Estruturada a quatro mãos com a TerraMagna — fintech comandada por Bernardo Fabiani —, a captação começou a ser desenhada em meados do ano passado, ganhando corpo a partir de setembro.
Em poucos meses, a TerraMagna se tornou a principal provedora de dinheiro novo para a Agrogalaxy, garantindo um funding que promete transformar a forma como as revendas compram defensivos agrícolas.
“Por maior que você seja, a sua capacidade de negociar com o fornecedor vai ter um empecilho no final do dia que é o componente de crédito comercial que ele te oferece”, resumiu Bernardo Fabiani, CEO da Terra Magna.
Ao levantar os recursos com a fintech, a Agrogalaxy começa a mudar essa lógica, descorrelacionando o funding para comprar os insumos do produto em si.
O instrumento
Para captar os recursos, a TerraMagna estruturou um FIDC exclusivo para a Agrogalaxy. Gerido pela Milênio Capital — parceira de longa da data da fintech —, o fundo começou a captar em setembro.
Levantando em tranches, o fundo chegou aos R$ 500 milhões recentemente. Entre os investidores do fundo de direitos creditórios, estão bancos como o BV (o antigo Banco Votorantim) e family offices que já haviam colocado crédito no primeiro FIDC da TerraMagna.

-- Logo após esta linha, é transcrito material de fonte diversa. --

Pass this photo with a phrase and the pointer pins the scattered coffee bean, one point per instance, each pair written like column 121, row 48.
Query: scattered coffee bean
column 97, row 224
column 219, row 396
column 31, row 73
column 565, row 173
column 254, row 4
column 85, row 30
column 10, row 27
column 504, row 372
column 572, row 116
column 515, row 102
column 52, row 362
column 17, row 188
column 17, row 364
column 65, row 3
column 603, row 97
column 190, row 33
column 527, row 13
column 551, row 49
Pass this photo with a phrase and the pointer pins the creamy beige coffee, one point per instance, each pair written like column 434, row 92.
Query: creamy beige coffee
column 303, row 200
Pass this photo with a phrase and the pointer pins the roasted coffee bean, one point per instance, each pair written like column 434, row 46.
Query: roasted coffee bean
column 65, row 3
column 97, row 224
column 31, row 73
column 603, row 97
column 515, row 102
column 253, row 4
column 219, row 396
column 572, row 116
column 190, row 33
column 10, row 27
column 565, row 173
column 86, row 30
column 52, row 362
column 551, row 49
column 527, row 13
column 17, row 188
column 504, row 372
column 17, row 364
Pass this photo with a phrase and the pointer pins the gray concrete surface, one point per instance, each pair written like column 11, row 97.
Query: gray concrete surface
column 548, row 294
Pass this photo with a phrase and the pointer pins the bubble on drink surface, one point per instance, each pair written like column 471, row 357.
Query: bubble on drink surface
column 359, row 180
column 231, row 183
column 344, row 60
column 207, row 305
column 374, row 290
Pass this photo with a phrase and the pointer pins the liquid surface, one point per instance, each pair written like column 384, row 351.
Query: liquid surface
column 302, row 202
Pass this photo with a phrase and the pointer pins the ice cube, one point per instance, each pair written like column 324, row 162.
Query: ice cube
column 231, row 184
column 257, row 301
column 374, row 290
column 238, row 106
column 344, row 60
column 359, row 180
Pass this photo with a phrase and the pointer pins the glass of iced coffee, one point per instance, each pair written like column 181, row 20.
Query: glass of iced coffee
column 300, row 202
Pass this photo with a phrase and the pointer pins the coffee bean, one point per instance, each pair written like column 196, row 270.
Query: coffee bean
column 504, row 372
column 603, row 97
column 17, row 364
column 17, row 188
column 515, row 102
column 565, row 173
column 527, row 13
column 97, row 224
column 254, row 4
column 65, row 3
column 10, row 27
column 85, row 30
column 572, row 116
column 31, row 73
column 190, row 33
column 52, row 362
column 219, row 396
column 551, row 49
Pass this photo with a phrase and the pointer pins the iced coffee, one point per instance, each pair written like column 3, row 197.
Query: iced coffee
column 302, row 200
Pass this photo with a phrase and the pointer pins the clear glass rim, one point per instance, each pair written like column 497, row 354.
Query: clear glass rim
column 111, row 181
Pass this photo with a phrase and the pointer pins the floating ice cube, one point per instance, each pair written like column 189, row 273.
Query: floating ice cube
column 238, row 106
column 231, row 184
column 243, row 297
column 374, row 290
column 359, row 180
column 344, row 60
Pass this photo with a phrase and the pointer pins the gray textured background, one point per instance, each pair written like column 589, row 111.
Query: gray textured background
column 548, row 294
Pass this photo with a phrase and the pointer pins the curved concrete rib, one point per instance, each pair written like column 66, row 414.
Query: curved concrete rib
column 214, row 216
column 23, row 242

A captação mostra também que Fabiani conseguiu quebrar resistências de quem temia dar algum crédito atrelado à Agrogalaxy. O modelo de crédito da TerraMagna vem passando com louvor pelo batismo de fogo das últimas duas safras (2022/23 e 2023/24).
Enquanto players como a Nagro viram a inadimplência disparar, a investida de gestoras de venture capital como The Yield Lab e Softbank não só manteve os atrasos da carteira em níveis baixos como vem entregando uma taxa de retorno que impressiona.
Para a Agrogalaxy, a operação veio a calhar. “A semente já estava plantada, mas é quase aquele clichê: num ano de crise, aparecem as oportunidades”, disse Pomerantzeff.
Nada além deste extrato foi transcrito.